La bonne gouvernance des ressources de la République démocratique du Congo reste l’apanage de chaque congolais qui désire le développement de son pays. Conscient de son apport à cette bonne gouvernance, Augustin Wanga Mubu, Inspecteur général des postes diplomatiques et consulaire, a organisé, le vendredi 15 mars 2019, au salon rouge du ministère des Affaires Étrangères, une conférence-débat à l’intention des cadres et agents de l’inspection, Postes diplomatiques et Consulaires du Ministère des Affaires Étrangères et intégration régionale sur ‘’Contrôle d’une mission diplomatique et consulaire’’.

Intervenant au cours de cette conférence, l’inspecteur général des finances, chargé des recettes, M. Kabongo a rappelé aux inspecteurs leurs tâches régaliennes qui sont celles de vérifier et dépouiller des rapports comptables provenant des missions diplomatiques et postes consulaires de la République démocratique du Congo. Cela pour assurer le bon fonctionnement et la gestion des Ambassades et consulats de la RDC qui sont, entre autres, des Entreprises de l’État congolais.

Pour l’inspecteur général Kabongo, cette conférence prône la bonne gouvernance des ressources de l’État tant au pays qu’au niveau des représentations du pays à l’extérieur dans les Ambassades et consulats et partout où l’intérêt de la RDC se présente. Et, c’est ça, d’après lui, la bonne gouvernance des ressources du trésor affecté à la gestion des Ambassades et consulats. Sans nul doute, l’inspection générale est la cheville ouvrière qui contrôle, gère et supervise toutes les missions de contrôle des ambassades et consulats. Et, cette mission, insiste-t-il, doit être régulière pour assurer le bon fonctionnement des Ambassades et consulats sur tous les plans.

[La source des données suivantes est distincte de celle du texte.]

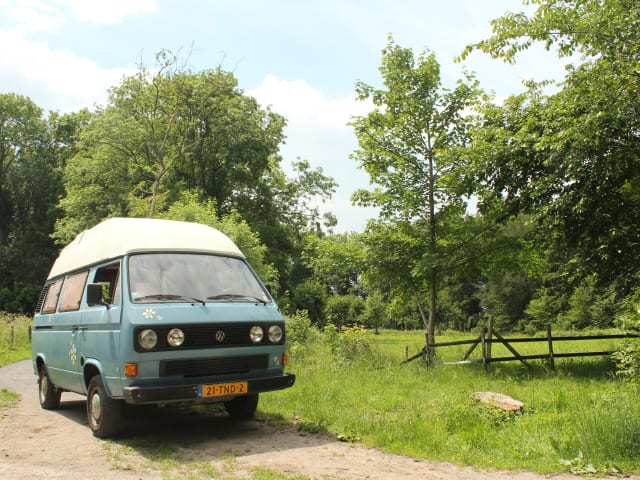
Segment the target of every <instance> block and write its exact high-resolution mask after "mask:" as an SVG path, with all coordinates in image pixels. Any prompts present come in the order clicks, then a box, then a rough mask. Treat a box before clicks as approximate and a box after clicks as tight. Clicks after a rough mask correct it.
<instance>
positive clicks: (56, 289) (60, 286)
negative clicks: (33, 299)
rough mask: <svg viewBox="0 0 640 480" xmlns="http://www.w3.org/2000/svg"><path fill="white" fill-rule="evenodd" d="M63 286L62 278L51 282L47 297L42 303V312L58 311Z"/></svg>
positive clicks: (47, 292)
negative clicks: (51, 282)
mask: <svg viewBox="0 0 640 480" xmlns="http://www.w3.org/2000/svg"><path fill="white" fill-rule="evenodd" d="M61 287H62V279H61V278H60V279H58V280H56V281H55V282H53V283H50V284H49V286H48V287H47V293H46V294H45V297H44V303H43V304H42V313H53V312H55V311H56V305H57V304H58V298H60V288H61Z"/></svg>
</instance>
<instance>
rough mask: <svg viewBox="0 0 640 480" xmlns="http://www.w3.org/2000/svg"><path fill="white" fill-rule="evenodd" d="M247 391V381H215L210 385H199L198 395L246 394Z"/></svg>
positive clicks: (215, 396)
mask: <svg viewBox="0 0 640 480" xmlns="http://www.w3.org/2000/svg"><path fill="white" fill-rule="evenodd" d="M247 393H249V384H248V382H233V383H215V384H211V385H199V386H198V397H201V398H210V397H226V396H227V395H246V394H247Z"/></svg>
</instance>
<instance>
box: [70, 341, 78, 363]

Pour ce faire, l’inspecteur général Augustin Wanga a souligné que cette conférence de renforcement des capacités conduit l’inspection général à assainir les missions diplomatiques. Cela, pour influencer,pour pousser les chefs des missions diplomatiques (les comptables et gestionnaires des missions diplomatiques) à revoir leur façon de gérer qui est la résultante des contrôles que les inspecteurs mènent pour essayer, sur le plan pédagogique, de corriger certaines irrégularités à éviter en amont afin qu’en aval l’on puisse assainir la gestion de ces missions pour aller vers le développement de celles-ci.

Spécialités

Très détaillée, l’intervention de l’inspecteur général Kabongo a permis aux inspecteurs de se remémorer les grandes lignes de leurs missions face aux comptables des ambassades et des consulats.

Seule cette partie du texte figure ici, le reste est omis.